Market Assessment: A clear understanding of the ecosystem is critical to finding a solid strategy. Important consideration include: market size, competition, demand, trends, threats, and timing. Investors (be they external or executives) expect market experts.
Segmentation: Channel development is too expensive to leave to chance. Each type of partner has a role in the ecosystem, but not all will fit any given strategy. Good strategy links target channel segments with specific market opportunities simply. Models for roles, requirements and performance focus channel implementation.
Value Proposition: It's not about the product. It is about the link to the channel business model and believable projections about future business performance. The product is just a case study that makes the business discussion specific and relevant.
Recruitment: Targeting specific partners and closing contracts is an ongoing process. Just as tailored hiring plans help employers reduce personnel costs, solid recruiting practices are one of the largest areas of impact on channel ROI.
Program: Channel programs are the vendors' tool for co-management of critical aspect of the business including: facilities, personnel, marketing and operations.
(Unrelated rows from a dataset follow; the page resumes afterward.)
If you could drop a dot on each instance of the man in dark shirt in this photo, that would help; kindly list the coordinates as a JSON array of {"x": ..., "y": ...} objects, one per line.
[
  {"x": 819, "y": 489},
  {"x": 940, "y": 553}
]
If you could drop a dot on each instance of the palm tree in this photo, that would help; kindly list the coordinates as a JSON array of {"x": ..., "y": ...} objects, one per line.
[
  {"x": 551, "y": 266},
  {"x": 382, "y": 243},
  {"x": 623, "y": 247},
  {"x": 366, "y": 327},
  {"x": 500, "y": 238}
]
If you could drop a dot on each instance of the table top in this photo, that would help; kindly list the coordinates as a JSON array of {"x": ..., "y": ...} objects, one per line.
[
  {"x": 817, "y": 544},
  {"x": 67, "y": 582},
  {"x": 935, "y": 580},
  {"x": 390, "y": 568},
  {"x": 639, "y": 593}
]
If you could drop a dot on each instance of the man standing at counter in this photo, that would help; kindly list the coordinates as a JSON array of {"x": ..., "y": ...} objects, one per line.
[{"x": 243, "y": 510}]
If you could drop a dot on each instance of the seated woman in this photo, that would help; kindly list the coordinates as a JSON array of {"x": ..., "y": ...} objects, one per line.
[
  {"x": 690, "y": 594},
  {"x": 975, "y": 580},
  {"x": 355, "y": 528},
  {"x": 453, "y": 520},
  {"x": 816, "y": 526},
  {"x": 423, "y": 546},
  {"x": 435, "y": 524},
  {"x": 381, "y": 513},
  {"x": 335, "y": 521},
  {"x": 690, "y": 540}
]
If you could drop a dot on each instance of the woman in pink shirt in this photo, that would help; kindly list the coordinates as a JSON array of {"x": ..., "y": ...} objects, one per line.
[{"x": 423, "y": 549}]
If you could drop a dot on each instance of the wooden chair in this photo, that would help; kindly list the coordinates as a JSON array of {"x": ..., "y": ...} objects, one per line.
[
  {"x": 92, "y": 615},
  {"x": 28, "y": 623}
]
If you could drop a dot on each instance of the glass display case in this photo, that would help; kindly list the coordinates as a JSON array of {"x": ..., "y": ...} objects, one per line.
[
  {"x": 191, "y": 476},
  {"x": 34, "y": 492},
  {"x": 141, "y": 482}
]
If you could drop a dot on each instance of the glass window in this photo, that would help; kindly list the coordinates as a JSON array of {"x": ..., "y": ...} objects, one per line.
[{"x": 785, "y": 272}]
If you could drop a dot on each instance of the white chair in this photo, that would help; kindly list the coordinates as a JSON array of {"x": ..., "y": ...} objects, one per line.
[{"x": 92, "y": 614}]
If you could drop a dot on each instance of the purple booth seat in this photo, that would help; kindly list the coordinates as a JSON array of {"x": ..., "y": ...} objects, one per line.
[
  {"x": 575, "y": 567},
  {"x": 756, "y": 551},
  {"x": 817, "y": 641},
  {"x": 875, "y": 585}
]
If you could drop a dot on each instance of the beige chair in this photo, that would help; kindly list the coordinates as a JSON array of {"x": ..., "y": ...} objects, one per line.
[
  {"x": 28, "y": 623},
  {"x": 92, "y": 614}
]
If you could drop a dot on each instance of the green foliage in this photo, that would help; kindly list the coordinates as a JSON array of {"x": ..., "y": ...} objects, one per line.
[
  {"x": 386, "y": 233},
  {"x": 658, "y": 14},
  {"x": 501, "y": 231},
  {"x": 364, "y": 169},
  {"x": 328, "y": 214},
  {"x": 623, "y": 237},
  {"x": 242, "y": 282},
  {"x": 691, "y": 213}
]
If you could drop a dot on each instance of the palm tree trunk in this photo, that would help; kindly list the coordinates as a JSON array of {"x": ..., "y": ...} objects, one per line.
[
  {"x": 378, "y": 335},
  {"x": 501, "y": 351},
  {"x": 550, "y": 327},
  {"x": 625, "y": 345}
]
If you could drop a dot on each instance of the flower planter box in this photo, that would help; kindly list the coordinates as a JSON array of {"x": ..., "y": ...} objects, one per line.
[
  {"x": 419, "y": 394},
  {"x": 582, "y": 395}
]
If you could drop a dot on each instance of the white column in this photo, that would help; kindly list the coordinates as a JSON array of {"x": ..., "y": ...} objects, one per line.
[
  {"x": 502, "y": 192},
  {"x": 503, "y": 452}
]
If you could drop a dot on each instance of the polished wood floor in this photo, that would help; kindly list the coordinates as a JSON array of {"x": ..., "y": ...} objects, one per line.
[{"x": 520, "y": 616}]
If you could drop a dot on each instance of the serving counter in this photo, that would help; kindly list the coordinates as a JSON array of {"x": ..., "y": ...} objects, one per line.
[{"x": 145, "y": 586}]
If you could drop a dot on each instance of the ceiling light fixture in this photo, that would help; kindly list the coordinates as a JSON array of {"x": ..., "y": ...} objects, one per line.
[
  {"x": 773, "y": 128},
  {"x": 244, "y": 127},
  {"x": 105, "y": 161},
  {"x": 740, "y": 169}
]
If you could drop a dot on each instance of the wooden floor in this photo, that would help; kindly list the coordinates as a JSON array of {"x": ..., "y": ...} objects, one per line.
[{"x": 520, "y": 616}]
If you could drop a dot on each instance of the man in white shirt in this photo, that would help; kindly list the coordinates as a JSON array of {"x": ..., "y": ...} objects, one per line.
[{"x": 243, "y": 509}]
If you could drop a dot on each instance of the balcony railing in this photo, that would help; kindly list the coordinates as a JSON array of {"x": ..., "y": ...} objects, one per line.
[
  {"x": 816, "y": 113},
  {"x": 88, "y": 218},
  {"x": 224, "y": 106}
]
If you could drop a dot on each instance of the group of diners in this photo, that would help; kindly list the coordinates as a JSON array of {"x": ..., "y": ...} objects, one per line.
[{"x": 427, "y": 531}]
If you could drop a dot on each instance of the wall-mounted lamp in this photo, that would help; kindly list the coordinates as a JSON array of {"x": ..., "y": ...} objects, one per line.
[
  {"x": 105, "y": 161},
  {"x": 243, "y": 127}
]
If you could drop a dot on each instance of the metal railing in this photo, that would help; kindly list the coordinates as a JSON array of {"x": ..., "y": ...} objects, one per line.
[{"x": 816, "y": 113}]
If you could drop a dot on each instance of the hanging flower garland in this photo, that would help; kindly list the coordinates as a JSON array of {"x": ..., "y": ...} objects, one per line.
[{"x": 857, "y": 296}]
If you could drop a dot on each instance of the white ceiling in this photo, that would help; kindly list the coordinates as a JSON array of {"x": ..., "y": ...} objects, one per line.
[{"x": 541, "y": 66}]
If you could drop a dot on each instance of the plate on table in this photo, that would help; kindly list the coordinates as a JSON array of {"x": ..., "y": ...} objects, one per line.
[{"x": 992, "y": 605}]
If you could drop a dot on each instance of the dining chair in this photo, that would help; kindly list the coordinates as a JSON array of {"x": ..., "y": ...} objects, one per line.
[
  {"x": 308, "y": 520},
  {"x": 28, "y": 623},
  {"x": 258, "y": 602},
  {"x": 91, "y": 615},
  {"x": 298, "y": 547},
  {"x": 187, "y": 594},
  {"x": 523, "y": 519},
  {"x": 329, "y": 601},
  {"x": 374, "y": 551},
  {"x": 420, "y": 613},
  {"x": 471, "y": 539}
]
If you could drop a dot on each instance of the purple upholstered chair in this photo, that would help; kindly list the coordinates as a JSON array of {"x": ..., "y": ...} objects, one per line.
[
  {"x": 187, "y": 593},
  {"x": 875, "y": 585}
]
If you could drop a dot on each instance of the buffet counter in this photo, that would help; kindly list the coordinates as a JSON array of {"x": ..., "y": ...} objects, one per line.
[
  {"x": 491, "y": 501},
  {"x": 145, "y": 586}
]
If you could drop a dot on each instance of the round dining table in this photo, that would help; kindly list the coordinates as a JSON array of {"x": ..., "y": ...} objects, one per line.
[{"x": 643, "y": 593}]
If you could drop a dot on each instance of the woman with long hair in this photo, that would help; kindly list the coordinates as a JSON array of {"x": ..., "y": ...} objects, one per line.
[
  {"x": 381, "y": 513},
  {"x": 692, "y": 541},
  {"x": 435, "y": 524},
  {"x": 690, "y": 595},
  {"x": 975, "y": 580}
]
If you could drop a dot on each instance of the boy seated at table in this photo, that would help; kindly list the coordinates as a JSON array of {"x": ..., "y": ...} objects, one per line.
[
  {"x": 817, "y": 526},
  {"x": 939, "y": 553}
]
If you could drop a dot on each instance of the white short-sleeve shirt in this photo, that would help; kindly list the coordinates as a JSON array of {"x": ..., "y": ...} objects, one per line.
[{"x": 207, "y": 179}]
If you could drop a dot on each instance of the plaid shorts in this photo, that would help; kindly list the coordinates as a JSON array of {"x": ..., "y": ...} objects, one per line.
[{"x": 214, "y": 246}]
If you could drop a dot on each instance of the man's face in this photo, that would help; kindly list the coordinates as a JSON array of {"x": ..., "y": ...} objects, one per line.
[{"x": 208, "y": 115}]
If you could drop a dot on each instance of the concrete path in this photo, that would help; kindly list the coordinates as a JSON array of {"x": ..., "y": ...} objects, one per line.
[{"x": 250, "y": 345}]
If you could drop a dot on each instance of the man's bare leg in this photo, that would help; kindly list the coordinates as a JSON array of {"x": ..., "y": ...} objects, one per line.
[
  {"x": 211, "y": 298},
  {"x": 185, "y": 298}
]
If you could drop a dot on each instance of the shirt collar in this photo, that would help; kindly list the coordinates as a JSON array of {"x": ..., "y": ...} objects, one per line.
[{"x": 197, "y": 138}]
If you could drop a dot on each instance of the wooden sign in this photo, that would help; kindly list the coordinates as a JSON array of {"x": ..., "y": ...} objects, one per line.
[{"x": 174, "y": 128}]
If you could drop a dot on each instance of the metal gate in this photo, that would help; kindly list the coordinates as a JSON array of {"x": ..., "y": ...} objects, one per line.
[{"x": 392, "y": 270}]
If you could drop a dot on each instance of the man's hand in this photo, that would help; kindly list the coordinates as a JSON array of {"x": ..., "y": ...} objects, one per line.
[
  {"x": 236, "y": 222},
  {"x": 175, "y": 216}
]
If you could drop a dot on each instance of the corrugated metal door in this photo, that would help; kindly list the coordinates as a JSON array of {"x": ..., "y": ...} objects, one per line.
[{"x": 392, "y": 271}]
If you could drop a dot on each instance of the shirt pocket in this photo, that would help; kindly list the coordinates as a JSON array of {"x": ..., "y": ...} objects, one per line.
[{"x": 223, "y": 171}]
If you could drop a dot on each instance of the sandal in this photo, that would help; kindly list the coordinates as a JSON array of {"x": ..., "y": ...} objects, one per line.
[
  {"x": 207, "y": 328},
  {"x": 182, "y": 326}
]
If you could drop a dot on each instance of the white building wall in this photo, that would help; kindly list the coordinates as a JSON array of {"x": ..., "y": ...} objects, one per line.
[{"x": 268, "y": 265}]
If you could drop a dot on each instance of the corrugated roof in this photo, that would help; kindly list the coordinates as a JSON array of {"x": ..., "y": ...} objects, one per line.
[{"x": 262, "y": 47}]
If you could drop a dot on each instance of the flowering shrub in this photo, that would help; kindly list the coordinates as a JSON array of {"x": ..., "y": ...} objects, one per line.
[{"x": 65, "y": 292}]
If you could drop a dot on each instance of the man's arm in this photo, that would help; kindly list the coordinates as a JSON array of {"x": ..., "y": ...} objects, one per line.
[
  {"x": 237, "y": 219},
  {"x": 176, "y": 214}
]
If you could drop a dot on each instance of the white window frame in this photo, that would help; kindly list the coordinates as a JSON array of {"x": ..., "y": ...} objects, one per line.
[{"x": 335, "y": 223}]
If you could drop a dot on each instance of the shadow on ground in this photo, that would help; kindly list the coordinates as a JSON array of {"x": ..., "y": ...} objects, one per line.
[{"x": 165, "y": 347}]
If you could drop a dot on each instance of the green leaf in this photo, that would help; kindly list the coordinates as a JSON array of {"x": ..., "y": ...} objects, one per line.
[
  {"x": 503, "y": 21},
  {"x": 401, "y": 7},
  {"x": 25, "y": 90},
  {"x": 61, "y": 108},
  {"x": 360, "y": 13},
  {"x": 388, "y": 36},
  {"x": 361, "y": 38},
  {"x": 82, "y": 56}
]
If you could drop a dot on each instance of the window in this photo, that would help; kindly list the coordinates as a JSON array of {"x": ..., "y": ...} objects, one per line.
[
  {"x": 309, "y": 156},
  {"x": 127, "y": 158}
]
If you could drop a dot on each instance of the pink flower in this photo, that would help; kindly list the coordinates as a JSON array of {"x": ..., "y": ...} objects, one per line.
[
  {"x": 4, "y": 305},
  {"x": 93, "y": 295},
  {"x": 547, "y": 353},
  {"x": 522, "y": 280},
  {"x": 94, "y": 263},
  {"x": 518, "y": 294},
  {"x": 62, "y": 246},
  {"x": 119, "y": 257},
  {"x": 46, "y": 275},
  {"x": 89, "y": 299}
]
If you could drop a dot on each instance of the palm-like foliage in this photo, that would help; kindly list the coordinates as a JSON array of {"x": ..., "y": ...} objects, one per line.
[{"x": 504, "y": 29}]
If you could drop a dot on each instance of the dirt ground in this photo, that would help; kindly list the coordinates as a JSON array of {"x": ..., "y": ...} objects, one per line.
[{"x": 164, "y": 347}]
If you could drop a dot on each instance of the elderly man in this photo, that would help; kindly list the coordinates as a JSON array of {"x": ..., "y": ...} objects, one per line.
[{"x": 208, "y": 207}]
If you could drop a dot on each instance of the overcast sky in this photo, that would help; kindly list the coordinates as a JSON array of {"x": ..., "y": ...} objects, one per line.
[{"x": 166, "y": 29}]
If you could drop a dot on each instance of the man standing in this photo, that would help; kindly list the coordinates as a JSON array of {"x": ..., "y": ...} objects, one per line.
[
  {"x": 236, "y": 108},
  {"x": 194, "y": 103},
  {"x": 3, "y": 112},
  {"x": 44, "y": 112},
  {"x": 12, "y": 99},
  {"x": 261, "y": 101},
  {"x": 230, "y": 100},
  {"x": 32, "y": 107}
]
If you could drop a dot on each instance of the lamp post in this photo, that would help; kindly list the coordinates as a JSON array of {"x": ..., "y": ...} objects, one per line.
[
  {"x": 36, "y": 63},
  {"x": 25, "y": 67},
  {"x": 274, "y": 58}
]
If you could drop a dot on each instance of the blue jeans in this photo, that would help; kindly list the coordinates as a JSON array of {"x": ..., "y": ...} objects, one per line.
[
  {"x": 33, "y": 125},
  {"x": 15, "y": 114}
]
Failure rates for franchisees are much lower than for comparable independent businesses because franchise programs have the most explicit channel programs.
Support: Support is the tangible manifestation of the value proposition and strategy. Support can be product, service or market related. It determines the satisfaction of the channel and often their desire to actively promote a given solution.
Staffing: Avoid hiring field personnel just as account support. That is the purpose of your programs. Instead look to the field to recruit new partners, identify strategic opportunities and pilot new business models.
Communication and Promotion: Throw away most of the collateral created about the product and start over with how your channel can optimize business performance. Use blogs, e mail, advisory meetings, trade shows and site visits to get intimate with their business models.
Metrics: Metrics drive action. My statistics professor at The University of Chicago, Graduate School of Business was the most productive, efficient individual I ever met because he lived by mantra: "That which is measured is improved."
Budget: Formal, tight budgets will make friends out of even the most skeptical CFOs and COOs. Being able to wrap the whole channel strategy up in accurate financials ensures program funding.